Fenretinide (4-HPR) is an orally-active synthetic phenylretinamide analogue of retinol (vitamin A) with potential antineoplastic and chemopreventive activities. Fenretinide binds to and activates retinoic acid receptors (RARs), thereby inducing cell differentiation and apoptosis in some tumor cell types. This agent also inhibits tumor growth by modulating angiogenesis-associated growth factors and their receptors and exhibits retinoid receptor-independent apoptotic properties. Phase III clinical trial data has suggested that fenretinide reduces breast cancer relapse in pre-menopausal women. Fenretinide is the most studied retinoid in breast cancer chemoprevention clinical trials due to its selective accumulation in breast tissue and its favorable toxicological profile. This agent showed a significative reduction of the incidence of second breast tumors in premenopausal women confirmed after 15-year followups. Fenretinide, a drug being developed by Sirion Therapeutics, slowed the progression of advanced dry age-related macular degeneration (AMD) by 45 percent for people receiving a higher dose of the treatment in a Phase II clinical trial.
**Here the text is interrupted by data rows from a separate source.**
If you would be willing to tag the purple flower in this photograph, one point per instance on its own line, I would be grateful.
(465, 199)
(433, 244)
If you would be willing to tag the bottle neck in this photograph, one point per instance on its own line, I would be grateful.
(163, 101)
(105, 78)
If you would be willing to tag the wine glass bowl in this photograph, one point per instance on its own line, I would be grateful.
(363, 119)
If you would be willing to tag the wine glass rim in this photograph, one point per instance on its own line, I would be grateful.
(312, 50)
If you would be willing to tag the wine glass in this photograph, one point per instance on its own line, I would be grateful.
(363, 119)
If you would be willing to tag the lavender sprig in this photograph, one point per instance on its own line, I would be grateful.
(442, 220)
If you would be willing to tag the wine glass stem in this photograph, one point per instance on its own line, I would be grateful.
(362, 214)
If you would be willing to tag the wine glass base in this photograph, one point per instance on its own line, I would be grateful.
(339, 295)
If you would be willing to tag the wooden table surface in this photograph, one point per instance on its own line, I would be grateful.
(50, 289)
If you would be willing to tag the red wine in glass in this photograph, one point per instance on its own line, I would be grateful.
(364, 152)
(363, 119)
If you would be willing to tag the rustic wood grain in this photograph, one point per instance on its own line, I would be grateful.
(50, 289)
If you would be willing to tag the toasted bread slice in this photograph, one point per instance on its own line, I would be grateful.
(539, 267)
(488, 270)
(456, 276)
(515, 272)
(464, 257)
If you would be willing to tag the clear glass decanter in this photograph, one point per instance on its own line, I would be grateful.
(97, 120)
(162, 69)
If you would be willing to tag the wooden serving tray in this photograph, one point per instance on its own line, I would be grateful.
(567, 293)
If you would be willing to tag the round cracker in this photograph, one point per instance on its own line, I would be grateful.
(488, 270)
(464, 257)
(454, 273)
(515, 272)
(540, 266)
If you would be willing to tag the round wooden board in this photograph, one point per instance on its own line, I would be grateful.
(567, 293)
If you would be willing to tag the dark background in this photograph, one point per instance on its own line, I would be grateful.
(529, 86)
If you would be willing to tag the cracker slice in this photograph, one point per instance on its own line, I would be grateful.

Sirion has been granted a Fast Track designation for the treatment by the FDA. Fenretinide is in phase II clinical trials for the treatment of B-cell lymphoma, chronic lymphocytic leukemia. It is also in phase I clinical trials for the treatment of cystic fibrosis.
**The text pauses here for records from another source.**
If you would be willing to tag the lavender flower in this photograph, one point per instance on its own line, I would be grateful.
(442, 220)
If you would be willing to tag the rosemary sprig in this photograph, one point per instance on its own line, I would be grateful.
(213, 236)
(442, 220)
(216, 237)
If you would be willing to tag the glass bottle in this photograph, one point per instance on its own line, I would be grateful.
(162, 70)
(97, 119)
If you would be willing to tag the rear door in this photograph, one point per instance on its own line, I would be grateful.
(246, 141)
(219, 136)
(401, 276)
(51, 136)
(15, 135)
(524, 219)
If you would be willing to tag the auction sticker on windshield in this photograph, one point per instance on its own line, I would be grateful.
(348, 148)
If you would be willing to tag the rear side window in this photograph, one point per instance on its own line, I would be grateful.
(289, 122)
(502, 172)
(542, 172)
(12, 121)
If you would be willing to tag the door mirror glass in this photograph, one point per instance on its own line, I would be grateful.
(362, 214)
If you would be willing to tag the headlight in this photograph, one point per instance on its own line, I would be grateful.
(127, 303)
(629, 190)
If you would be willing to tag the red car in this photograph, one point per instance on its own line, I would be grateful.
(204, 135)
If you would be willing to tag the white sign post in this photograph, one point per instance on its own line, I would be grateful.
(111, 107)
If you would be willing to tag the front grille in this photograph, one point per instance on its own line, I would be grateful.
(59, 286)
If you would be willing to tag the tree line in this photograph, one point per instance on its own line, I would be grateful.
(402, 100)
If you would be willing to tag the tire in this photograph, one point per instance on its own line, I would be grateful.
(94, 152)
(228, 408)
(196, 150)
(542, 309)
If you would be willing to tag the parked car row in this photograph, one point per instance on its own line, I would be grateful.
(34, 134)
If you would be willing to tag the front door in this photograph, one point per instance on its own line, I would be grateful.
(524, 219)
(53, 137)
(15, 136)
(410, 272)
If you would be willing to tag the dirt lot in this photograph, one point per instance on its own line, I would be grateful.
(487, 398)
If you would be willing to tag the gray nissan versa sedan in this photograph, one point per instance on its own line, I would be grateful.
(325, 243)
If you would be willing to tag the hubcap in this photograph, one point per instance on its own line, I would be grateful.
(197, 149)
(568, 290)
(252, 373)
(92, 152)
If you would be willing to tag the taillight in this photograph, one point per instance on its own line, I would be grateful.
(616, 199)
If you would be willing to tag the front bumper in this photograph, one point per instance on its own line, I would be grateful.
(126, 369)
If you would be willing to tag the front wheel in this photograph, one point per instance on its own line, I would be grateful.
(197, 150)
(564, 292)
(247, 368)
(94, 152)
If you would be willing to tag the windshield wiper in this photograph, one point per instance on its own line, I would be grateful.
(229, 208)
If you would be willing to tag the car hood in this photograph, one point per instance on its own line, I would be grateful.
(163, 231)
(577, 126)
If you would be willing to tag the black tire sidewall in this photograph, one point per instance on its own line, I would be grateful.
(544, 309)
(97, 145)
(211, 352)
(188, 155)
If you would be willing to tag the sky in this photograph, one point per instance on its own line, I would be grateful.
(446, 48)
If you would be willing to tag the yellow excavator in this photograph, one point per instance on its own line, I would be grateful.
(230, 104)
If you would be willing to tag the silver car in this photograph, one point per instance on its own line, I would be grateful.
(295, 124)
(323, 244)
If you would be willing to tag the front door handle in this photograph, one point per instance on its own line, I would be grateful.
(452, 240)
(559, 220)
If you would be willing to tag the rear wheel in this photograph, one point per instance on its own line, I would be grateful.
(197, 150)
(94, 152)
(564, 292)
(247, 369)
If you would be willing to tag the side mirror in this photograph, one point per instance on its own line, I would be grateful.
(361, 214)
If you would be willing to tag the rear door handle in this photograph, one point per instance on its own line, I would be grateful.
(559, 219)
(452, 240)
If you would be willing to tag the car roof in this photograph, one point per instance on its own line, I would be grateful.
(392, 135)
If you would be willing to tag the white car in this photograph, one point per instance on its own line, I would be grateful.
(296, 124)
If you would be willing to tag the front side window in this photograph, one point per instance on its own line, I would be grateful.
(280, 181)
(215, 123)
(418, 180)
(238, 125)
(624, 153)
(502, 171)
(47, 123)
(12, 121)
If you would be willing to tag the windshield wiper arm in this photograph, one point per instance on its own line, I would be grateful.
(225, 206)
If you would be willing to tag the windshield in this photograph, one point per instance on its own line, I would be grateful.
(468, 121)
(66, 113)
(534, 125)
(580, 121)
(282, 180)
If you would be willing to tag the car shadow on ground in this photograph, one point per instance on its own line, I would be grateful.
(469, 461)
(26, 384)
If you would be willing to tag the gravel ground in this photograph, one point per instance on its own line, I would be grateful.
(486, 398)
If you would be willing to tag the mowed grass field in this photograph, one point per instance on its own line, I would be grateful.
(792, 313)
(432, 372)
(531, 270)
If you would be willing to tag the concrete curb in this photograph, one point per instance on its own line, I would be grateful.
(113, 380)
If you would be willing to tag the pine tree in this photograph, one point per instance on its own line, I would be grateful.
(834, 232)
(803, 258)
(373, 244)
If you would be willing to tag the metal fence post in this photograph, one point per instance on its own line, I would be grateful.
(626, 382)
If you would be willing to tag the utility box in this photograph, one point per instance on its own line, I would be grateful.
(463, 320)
Kifunensine is an immunoactive compound originally produced by Kitasatosporia kifunense, which displays competitive inhibition against immunosuppressive factor in tumor-bearing mice. Kifunensine has also been shown to be a potent inhibitor of the purified glycoprotein processing enzyme, mannosidase I (MAN1), specifically MAN1A1, MAN1A2, MAN1B1 and MAN1C1. Kifunensine inhibits human endoplasmic reticulum α-1,2-mannosidase I and Golgi Class I mannosidases IA, IB and IC with Ki values of 130 and 23 nM, respectively. Enzymes of this class are important factors for the biosynthesis of various types of N-linked oligosaccharide structures. Inhibition of these structures by kifunensine can interfere with cell-to-cell adhesion, targeting of lysosomal hydrolases to lysosomes, and clearance of asialoglycoproteins from the serum. Kifunensine is used to suppress Endoplasmic Reticulum-Associated Degradation (ERAD) via the inhibition of endoplasmic reticulum-associated mannosidase activity. Kifunensine has shown potential for treatment of sarcoglycanopathies and lysosomal storage disorders. Orphan designation (EU/3/11/906) was granted by the European Commission to Généthon, France, for kifunensine for the treatment of beta sarcoglycanopathy, but it was withdrawn later. Kifunensine’s use as a therapeutic is currently being researched in several conditions that benefit from its ability to inhibit mannosidase I.